Let’s get some perspective: Despite the fact that the Western war machine is creating new terrorists every day, you are still statistically more likely to die on your way to work tomorrow than perish in a Jihadist bomb plot. In 2010, 13,000 people worldwide died from terrorist attacks. It’s a relatively small number, especially considering that in Britain alone, 17,000 people died from avoidable accidents in 2010. According to an in-depth analysis by The Guardian, these deaths included accidental hangings, falls, suffocation, lightning strikes and other natural events, choking on food, and drowning in the bath.
According to Our World In Data:
‘Despite the intense media focus on terrorist activity around the world, the numbers of people actually killed by terrorist attacks has remained low. Terrorism only killed 13,000 in 2010, a relatively low number when compared with other types of violent death, namely armed conflict and interpersonal violence.’

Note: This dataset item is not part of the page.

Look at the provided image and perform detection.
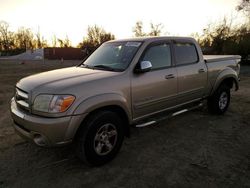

Statistics also show a clear correlation between increased terrorist risk and the War On Terror. Before 9/11, South American countries topped the charts, with Colombia ranked #1 (8.8% of all worldwide terrorist attacks happened there). It was followed closely by Peru and El Salvador, while separatist militants in Europe (the IRA in Northern Ireland and ETA in Spain, with 5.13% and 4.14% respectively) was also far more common than any plots linked to the Middle East.
Before the War On Terror began, Iraq didn’t figure in this list at all. Between 2001 and 2008, it moved to first place with 25.77% of all terrorist attacks taking place there. Afghanistan, Pakistan and Israel are other countries that were not at high risk of terrorism before 9/11, but now have a significant problem. As Our World In Data reports:
‘Terrorism pre-9/11 was concentrated in Latin America and Asia, but shifted to the Middle East post-9/11. Peru, Chile and El Salvador completely disappear from the top 10. More than a quarter of all terrorist attacks between 9/11 and 2008 took place in Iraq.’
‘An important question is whether the global campaign against terrorism, known as the War on Terror, has made us any safer. Many commentators argue that the War on Terror has had the perverse effect of making us less safe, with some going as far as claiming the War on Terror is the leading cause of terrorism.’
It goes on: ‘Richard Clarke, a counter-terrorism expert that worked in the US National Security Council between 1992–2003, was highly critical of the Bush administration’s counter-terrorism strategy and the decision to invade Iraq.’
“Far from addressing the popular appeal of the enemy that attacked us, Bush handed that enemy precisely what it wanted and needed, proof that America was at war with Islam, that we were the new Crusaders come to occupy Muslim land.”
Following the UK’s decision last night to join French and US airstrikes in Syria, we would all do well to remember why bombing terrorists is completely counter-productive. In light of these illuminating statistics, we should also question the media’s obsessive fear-mongering in the face of what is statistically a very small threat indeed.